Claudia Priest essaie de hâter la procédure, leur faisant savoir que des équipes vont sûrement partir à sa recherche. Puis, fatiguée, affaiblie par ses blessures, elle perd patience et entame une grève de la faim. "Je me suis allongée sur un lit de briques et je leur ai dit : 'Je ne vous entends plus, je ne vous écoute plus, je ne mange plus jusqu’à que vous me disiez "Tu es libre".' Ce n’était pas du bluff", déclare-t-elle. Quelques heures plus tard, elle est amenée dans un village et libérée, sans avoir d’information sur d’éventuelles négociations.

Solidarité de la population

Depuis son retour en France, dimanche soir, Claudia Priest chasse le souvenir de ces hommes naïfs et haineux par celui, plus positif, des Centrafricains qui lui ont massivement témoigné leur soutien. "La population a fait quelque chose d’énorme, les gens se sont réunis et ont prié en signe de solidarité. Certains ont témoigné sur des radios locales de mon engagement humanitaire en Centrafrique."

Pour cette passionnée, il est d’ailleurs très important de rappeler que les anti-balaka sont en rupture totale avec la population.

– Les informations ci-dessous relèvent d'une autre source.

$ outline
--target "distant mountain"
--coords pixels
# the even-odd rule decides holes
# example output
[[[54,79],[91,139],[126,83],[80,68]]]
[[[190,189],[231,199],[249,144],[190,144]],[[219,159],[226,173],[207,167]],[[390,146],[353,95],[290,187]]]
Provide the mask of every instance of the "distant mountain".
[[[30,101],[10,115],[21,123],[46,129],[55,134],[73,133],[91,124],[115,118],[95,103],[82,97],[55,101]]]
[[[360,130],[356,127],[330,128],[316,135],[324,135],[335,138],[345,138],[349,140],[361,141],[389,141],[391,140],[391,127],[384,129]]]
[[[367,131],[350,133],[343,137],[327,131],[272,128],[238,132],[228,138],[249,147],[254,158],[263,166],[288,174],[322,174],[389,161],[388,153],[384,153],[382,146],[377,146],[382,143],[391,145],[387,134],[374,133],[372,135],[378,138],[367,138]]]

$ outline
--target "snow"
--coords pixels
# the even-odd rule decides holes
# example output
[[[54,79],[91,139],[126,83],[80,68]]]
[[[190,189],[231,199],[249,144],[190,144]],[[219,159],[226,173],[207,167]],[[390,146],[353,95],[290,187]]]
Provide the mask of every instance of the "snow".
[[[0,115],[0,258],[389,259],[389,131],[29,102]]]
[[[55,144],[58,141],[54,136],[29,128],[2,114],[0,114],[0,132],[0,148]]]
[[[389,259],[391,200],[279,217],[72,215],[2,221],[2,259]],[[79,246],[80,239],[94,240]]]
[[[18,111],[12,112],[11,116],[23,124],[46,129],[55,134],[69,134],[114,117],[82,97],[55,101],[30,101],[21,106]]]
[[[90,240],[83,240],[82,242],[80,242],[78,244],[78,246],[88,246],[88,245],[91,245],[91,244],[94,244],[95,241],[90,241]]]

"Les Centrafricains ne sont pas belliqueux. Lorsque nous marchions, des villageois venaient me serrer la main, me donner à manger. Ils étaient profondément en désaccord avec mon kidnapping, mais ne pouvaient pas faire grand-chose contre les anti-balaka", témoigne cette femme, qui a entamé des procédures pour obtenir la nationalité centrafricaine. En 2005, elle a créé l’association Imohoro avec son mari, et compte bien que ses activités se poursuivent. "J’attends que cela se calme et je retournerai en Centrafrique," affirme-t-elle.